Ceux de nos lecteurs qui ont 60 ans s'en souviennent pour l'avoir vécu, ceux qui en ont 40 le savent grâce à Monsieur Eddy et sa regrettée Dernière séance, et ceux qui en ont 20 s'en foutent comme de leur premier portable : quand on allait au cinéma dans le temps, le film était précédé par les actualités et des publicités. Aujourd'hui, les actualités ont disparu, les publicités sont restées, consumérisme oblige.
En Angleterre, la grande compagnie de cinéma Rank Organisation a décidé en 1959 de remplacer les actualités par un documentaire d'une dizaine de minutes, consacré chaque semaine à un sujet de la vie quotidienne. Le titre, "Look at life". Il y a eu plus de 500 de ces documentaires tournés entre 1959 et 1968. La plupart en Angleterre, quelques-uns à l'étranger. Les sujets étaient variés mais décrivaient la vie de tous les jours, avec une petite préférence pour les avancées technologiques, les transports, le modernisme.
On pourrait dire que c'était de la télé-réalité avant l'heure, mais de la vraie télé-réalité, puisqu'elle montrait la vraie réalité. Je sais, ça paraît idiot ce que je dis, mais aujourd'hui, la télé-réalité montre une réalité irréelle, jouée par des gens dont le but ultime est de passer à la télé. Le problème, c'est que cette fausse réalité finit par s'imposer comme la réalité pour la majorité des spectateurs qui souhaitent qu'elle le devienne. Ce n'est pas clair, pardonnez-moi, j'ai eu une note minable à ma dissertation de philo au bac. Et comme en plus ce sujet m'énerve, j'ai des convulsions, je perds tous mes moyens.

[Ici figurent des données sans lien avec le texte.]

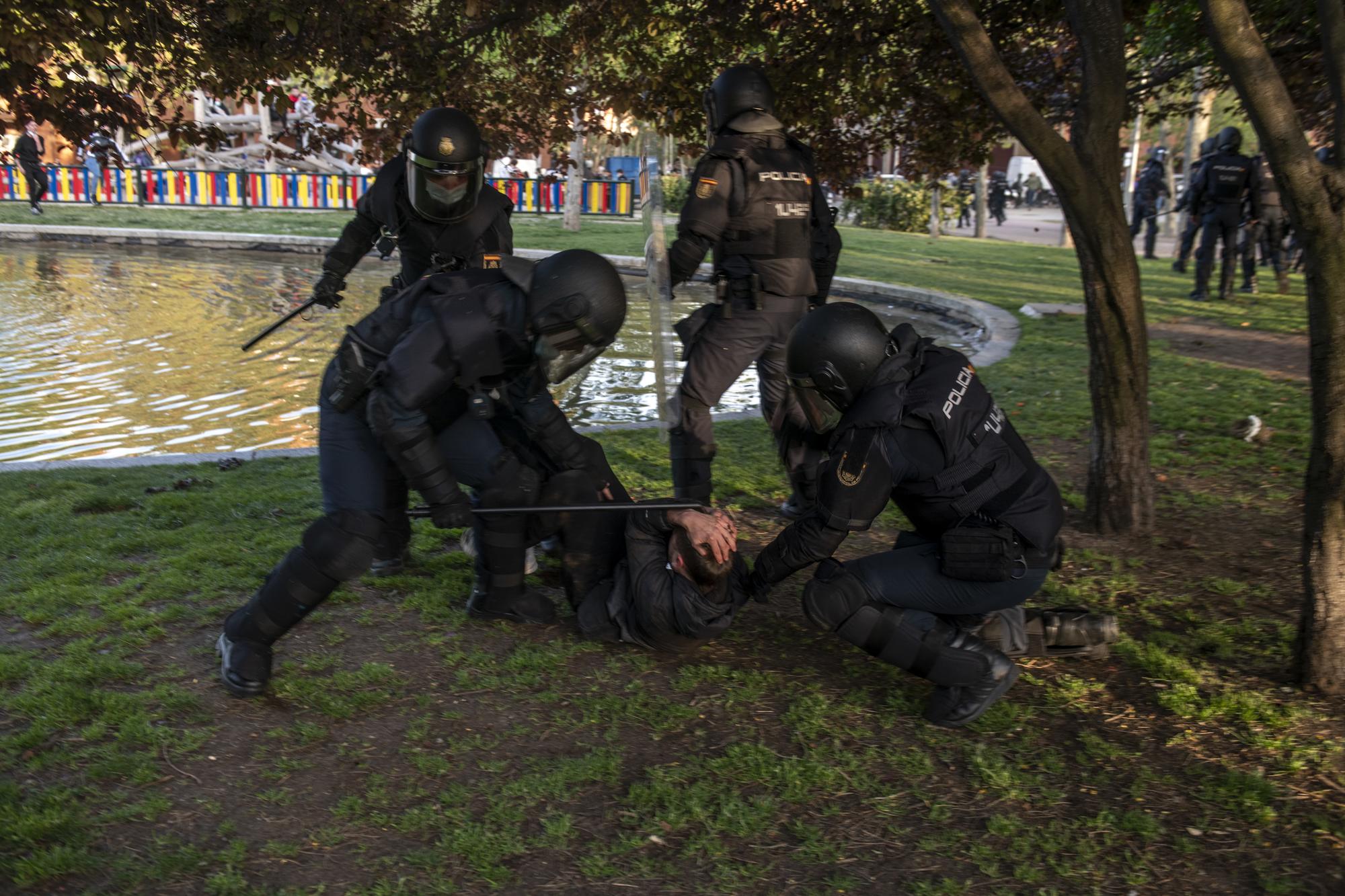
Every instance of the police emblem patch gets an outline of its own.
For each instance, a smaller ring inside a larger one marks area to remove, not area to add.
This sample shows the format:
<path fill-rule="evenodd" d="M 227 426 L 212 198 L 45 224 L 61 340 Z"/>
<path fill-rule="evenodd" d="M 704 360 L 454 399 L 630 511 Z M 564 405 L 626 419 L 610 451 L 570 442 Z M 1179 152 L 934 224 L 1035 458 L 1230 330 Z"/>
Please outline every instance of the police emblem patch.
<path fill-rule="evenodd" d="M 863 457 L 857 457 L 857 463 L 847 463 L 850 460 L 850 452 L 841 455 L 841 463 L 837 464 L 837 479 L 841 480 L 842 486 L 854 487 L 859 484 L 863 479 L 863 471 L 869 468 L 869 463 Z M 858 467 L 858 470 L 855 470 Z"/>

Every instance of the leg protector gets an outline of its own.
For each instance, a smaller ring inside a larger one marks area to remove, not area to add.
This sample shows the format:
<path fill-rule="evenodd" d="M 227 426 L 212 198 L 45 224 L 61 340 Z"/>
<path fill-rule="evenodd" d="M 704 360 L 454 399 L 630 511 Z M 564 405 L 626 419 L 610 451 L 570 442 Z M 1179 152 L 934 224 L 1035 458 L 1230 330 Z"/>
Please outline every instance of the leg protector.
<path fill-rule="evenodd" d="M 924 630 L 915 613 L 874 601 L 865 584 L 835 560 L 818 565 L 803 589 L 803 612 L 865 652 L 936 685 L 970 686 L 990 671 L 986 657 L 952 644 L 964 632 L 940 620 Z"/>

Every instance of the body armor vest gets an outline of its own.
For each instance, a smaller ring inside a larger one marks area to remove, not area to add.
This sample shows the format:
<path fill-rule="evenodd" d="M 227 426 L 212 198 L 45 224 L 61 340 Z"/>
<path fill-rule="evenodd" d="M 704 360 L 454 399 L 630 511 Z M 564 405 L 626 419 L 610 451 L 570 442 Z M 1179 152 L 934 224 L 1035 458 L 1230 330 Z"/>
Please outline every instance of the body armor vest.
<path fill-rule="evenodd" d="M 866 390 L 846 412 L 838 433 L 849 426 L 874 426 L 900 420 L 907 431 L 933 433 L 943 449 L 943 470 L 927 479 L 892 483 L 892 502 L 924 535 L 937 535 L 968 518 L 1013 525 L 1038 548 L 1059 530 L 1059 518 L 1015 518 L 1014 505 L 1049 475 L 1013 432 L 1005 413 L 981 383 L 966 355 L 928 346 L 913 378 Z M 900 429 L 894 433 L 901 443 Z M 1053 486 L 1050 487 L 1053 490 Z"/>
<path fill-rule="evenodd" d="M 1220 152 L 1209 160 L 1206 194 L 1217 204 L 1239 204 L 1247 192 L 1251 176 L 1251 159 L 1231 152 Z"/>
<path fill-rule="evenodd" d="M 405 285 L 440 270 L 498 268 L 500 246 L 491 225 L 514 207 L 508 196 L 487 184 L 476 207 L 461 221 L 448 225 L 426 221 L 406 199 L 405 164 L 404 156 L 397 155 L 379 168 L 369 196 L 369 210 L 383 227 L 377 249 L 385 258 L 393 249 L 401 249 Z"/>
<path fill-rule="evenodd" d="M 761 289 L 777 296 L 811 296 L 814 172 L 803 147 L 783 133 L 726 135 L 707 155 L 733 165 L 716 269 L 730 277 L 755 273 Z"/>

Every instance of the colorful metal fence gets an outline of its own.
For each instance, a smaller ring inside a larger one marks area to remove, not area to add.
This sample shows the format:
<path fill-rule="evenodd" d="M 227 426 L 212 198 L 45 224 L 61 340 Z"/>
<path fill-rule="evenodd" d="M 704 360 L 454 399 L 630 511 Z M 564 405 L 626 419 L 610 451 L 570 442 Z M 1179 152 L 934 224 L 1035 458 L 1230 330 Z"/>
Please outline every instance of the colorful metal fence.
<path fill-rule="evenodd" d="M 354 209 L 373 175 L 327 175 L 269 171 L 175 171 L 171 168 L 105 168 L 94 182 L 87 170 L 43 165 L 43 202 L 134 203 L 141 206 L 214 206 L 234 209 Z M 490 179 L 492 187 L 531 214 L 565 209 L 564 180 Z M 0 202 L 27 202 L 28 179 L 17 165 L 0 165 Z M 625 180 L 585 180 L 581 211 L 586 215 L 635 214 L 635 188 Z"/>

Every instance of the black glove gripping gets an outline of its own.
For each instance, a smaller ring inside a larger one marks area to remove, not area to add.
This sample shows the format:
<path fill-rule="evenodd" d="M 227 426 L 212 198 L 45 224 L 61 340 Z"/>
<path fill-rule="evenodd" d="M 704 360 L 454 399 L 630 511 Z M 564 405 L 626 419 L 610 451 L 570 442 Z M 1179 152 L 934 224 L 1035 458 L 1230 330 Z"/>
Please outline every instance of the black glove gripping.
<path fill-rule="evenodd" d="M 313 301 L 324 308 L 336 308 L 340 305 L 340 293 L 344 288 L 346 280 L 342 274 L 335 270 L 323 270 L 323 276 L 313 284 Z"/>

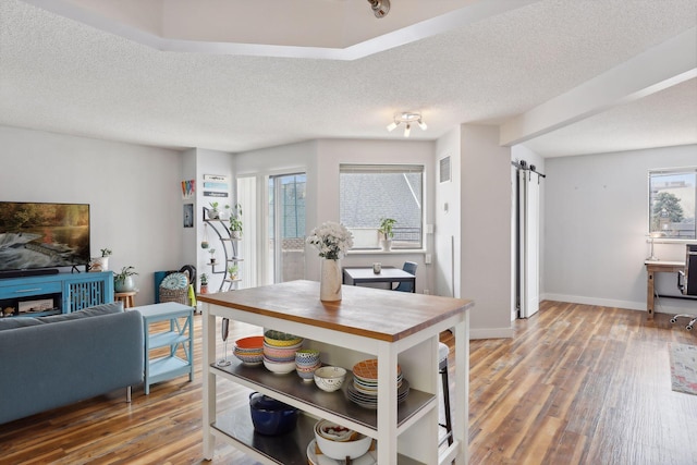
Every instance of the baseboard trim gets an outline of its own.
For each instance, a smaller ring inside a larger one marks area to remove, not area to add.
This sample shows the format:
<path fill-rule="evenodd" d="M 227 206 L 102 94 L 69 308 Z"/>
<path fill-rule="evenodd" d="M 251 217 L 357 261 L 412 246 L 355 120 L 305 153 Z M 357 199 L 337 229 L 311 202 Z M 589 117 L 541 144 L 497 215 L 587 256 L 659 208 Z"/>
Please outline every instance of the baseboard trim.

Bref. Oublions les Nabilla, Alizée, Leslie et consorts, tous ces pantins désincarnés. Place à de biens belles images animées. Animées dans tous les sens du terme, y compris le sens premier, "qui a une âme". Ah, là, mon prof de philo serait fier de moi. Voici quelques-uns de ces documentaires. Si votre chef de service est conciliant, vous pouvez en regarder plein d'autres sur youtube. Pendant la pause, bien sûr.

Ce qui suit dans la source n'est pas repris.